Abstract

Because recurrent rainfall-induced landslide episodes mimic prior failures, this study builds a back-analysis approach to identify those prior failure events and assess the prospective slope performance going forward. Engineers use the results of this approach to project the slope performance based on the quantity of rainfall accumulation during the anticipated rainfall event. A landslide case that occurred in 2004, as a result of a typhoon event, was selected for the back-analysis procedure. Four typhon events were chosen to simulate the pore water pressure conditions, which may have caused damage of varying severity (including landslide failure) to the slope. The numerical model was initially analyzed via the deterministic limit equilibrium slope stability approach to evaluate the most critical failure surface. By adopting the Monte Carlo simulation approach, the following step assessed the random limit equilibrium slope stability on the most critical failure surfaces.

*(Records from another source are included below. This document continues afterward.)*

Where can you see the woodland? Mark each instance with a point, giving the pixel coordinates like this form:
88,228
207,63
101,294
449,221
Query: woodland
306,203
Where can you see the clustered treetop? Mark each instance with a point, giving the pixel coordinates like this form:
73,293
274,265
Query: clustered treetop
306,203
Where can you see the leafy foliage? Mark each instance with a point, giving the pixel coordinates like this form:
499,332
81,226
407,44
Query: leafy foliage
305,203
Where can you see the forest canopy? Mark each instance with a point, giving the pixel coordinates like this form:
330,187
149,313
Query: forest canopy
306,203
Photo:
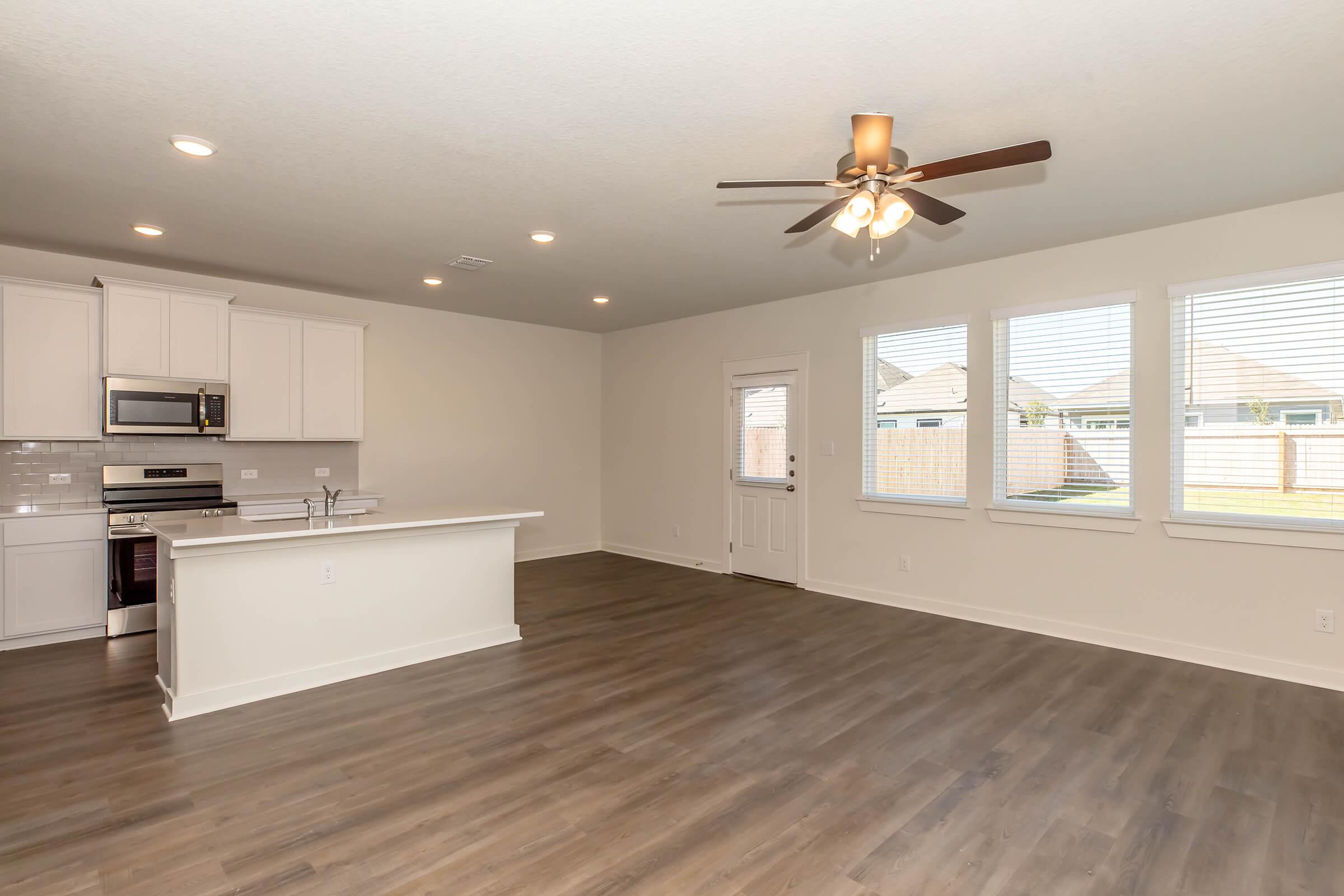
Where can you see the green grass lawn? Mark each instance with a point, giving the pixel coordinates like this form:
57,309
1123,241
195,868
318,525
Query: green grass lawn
1309,504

The probabilistic distributions of the safety factor were then generated for each typhoon event. Subsequently, the simulation outcomes provide safety indicator values incorporating the mean safety factor, failure probability, and reliability index. From the failure probability and reliability index, a zonation approach with various site-specific performance levels were established by using the corresponding accumulated rainfall to define the exceedance threshold values for each zone. In order to confirm the site-specific performance, we compared the normalized error values acquired from the analysis technique to those measured under two recent typhoon occurrences. An acceptable consistency was attained, validating the procedure's appropriateness for future rainfall events.